Post#42 » by tk76 » Thu Jul 31, 2008 1:46 pm

If you want to compare him to Deng and Wallace...

Deng and Wallacde last year were surrounded by arguably more talent on offense and defense than Iguodala and were unable to lead there teams anywhere. I will give Deng the beneit of the doubt since he was injured, and his team made the playoffs the year before- but Deng was given a 6yr/70-80M contract.

I put Deng and Iguodala at about the same level. Deng was unable to do for his team last year what Iguodala was. Whether it was due to injuries or team chemistry remains to be seen. You can say Iguodala was somehow also a failure because Detroit (top the NBA defense) shut him down in a 6 game series defeat- but the Sixers were in the playoffs because of Iguodala. He will have ample chance for playofff success now that he will no longer be the only player the opposition has to shut down.

Iguodala was on a team with the worst stating SG(WG), the worst starting PF(Evans) and a center with zero post game.

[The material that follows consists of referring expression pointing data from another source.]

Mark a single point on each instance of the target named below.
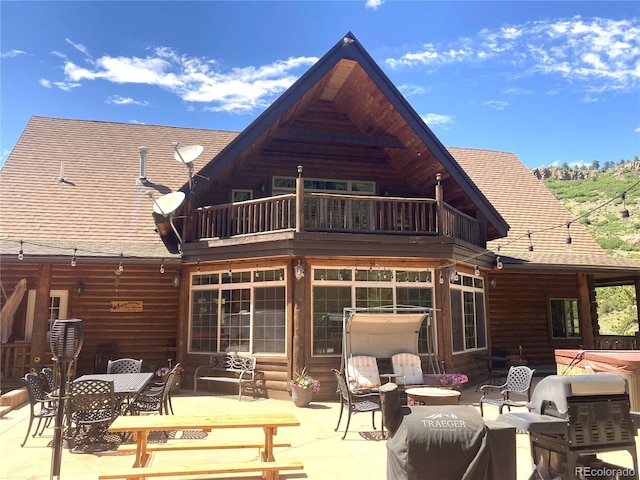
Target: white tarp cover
(382, 334)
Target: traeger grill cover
(445, 442)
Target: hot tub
(624, 362)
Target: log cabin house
(338, 195)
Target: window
(564, 318)
(58, 301)
(241, 311)
(334, 289)
(468, 324)
(241, 195)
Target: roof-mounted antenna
(187, 155)
(166, 205)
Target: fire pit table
(432, 396)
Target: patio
(324, 454)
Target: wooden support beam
(337, 138)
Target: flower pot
(175, 386)
(301, 397)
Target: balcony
(324, 212)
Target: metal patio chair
(40, 405)
(49, 378)
(518, 382)
(157, 397)
(355, 403)
(93, 407)
(124, 365)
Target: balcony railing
(324, 212)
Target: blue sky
(552, 82)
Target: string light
(624, 212)
(499, 264)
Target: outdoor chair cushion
(409, 366)
(363, 372)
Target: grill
(573, 418)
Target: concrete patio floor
(362, 455)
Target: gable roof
(347, 82)
(99, 208)
(529, 207)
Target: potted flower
(303, 386)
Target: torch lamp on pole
(66, 341)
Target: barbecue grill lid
(550, 395)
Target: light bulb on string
(624, 213)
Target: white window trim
(31, 308)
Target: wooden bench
(198, 445)
(270, 470)
(229, 367)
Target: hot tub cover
(444, 442)
(626, 362)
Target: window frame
(475, 286)
(383, 278)
(222, 284)
(575, 320)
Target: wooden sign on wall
(121, 306)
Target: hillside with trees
(597, 196)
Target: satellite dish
(188, 153)
(169, 203)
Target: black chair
(93, 407)
(493, 368)
(49, 378)
(157, 397)
(40, 405)
(124, 365)
(518, 382)
(355, 403)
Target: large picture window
(241, 311)
(564, 318)
(334, 289)
(468, 323)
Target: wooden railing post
(299, 199)
(439, 206)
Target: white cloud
(193, 79)
(408, 90)
(373, 4)
(81, 48)
(600, 53)
(517, 91)
(437, 119)
(12, 53)
(496, 104)
(119, 100)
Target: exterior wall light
(299, 271)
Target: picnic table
(142, 426)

Despite Iguodala being better suited as a complementary "Pippen lite" glue guy, he managed to lead his team on an imopressive and improbable run to the playoffs. Despite being 24, he was able to be the team's leader (along with Miller) and step up and lead the team to team to the playoffs.

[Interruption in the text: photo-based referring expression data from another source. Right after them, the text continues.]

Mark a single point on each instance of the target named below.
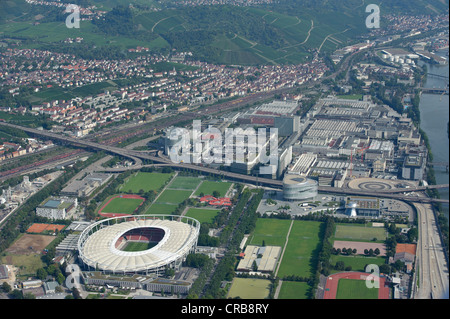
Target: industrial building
(84, 187)
(298, 188)
(57, 207)
(360, 206)
(413, 167)
(287, 125)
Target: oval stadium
(138, 243)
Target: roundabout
(379, 185)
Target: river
(434, 116)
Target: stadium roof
(98, 249)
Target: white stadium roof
(97, 243)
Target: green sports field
(202, 215)
(165, 209)
(173, 196)
(300, 256)
(358, 262)
(122, 206)
(293, 290)
(355, 289)
(272, 231)
(208, 188)
(138, 246)
(145, 181)
(184, 182)
(249, 288)
(359, 233)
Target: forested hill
(284, 31)
(241, 35)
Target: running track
(332, 283)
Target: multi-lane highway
(431, 266)
(136, 156)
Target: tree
(340, 265)
(41, 273)
(6, 287)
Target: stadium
(138, 244)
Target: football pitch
(184, 182)
(202, 215)
(120, 205)
(355, 289)
(208, 188)
(138, 246)
(173, 196)
(145, 181)
(360, 232)
(249, 288)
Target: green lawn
(272, 231)
(208, 188)
(350, 232)
(165, 209)
(358, 263)
(300, 257)
(202, 215)
(249, 288)
(355, 289)
(293, 290)
(173, 196)
(138, 246)
(184, 182)
(122, 206)
(145, 181)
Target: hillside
(284, 32)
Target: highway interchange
(432, 265)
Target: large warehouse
(296, 187)
(138, 244)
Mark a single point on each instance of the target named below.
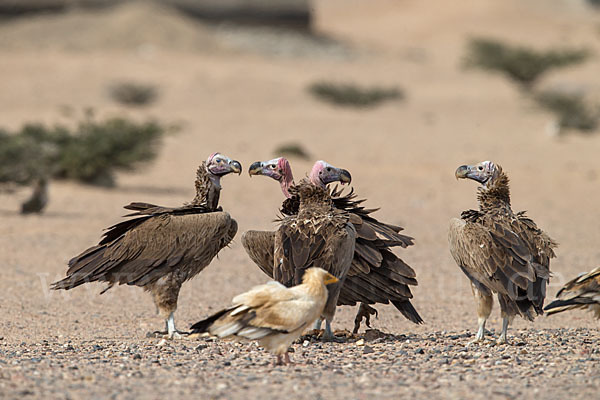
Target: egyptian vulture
(272, 314)
(376, 275)
(581, 292)
(159, 248)
(500, 251)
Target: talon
(364, 311)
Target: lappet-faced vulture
(500, 251)
(582, 292)
(159, 248)
(272, 314)
(376, 274)
(319, 235)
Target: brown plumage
(376, 275)
(500, 251)
(272, 314)
(318, 236)
(582, 292)
(159, 248)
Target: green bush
(570, 109)
(522, 64)
(350, 95)
(133, 94)
(91, 153)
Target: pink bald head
(278, 169)
(323, 173)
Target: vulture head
(324, 173)
(219, 165)
(485, 172)
(278, 169)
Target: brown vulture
(581, 292)
(500, 251)
(272, 314)
(376, 274)
(159, 248)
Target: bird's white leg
(172, 332)
(317, 324)
(505, 322)
(481, 330)
(328, 334)
(485, 302)
(286, 357)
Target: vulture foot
(175, 335)
(283, 359)
(364, 311)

He is not a natural offensive player, but a lot of his points, and the teams points was generated by his defensive pressure. He was routinely guarding the tougher wing defender and yet near the league leader in steals (and probably deflections.) He was a huge part of the defense that allowed the Sixers to be so effective in the running game that became the team's identity.

Now Iguodala will get to fill the complementary role everyone agrees he is best suited for. His scoring will go down as the teams' wins and overall scoring goes through the roof- this is not a bad thing. Its like Pippen who could lead a team to the playoffs, but became really great when he was on teams where he was not the offensive focal point (again Iguodala at this point is not at Pippens HOF level, but Pippen made 20M in his prime.)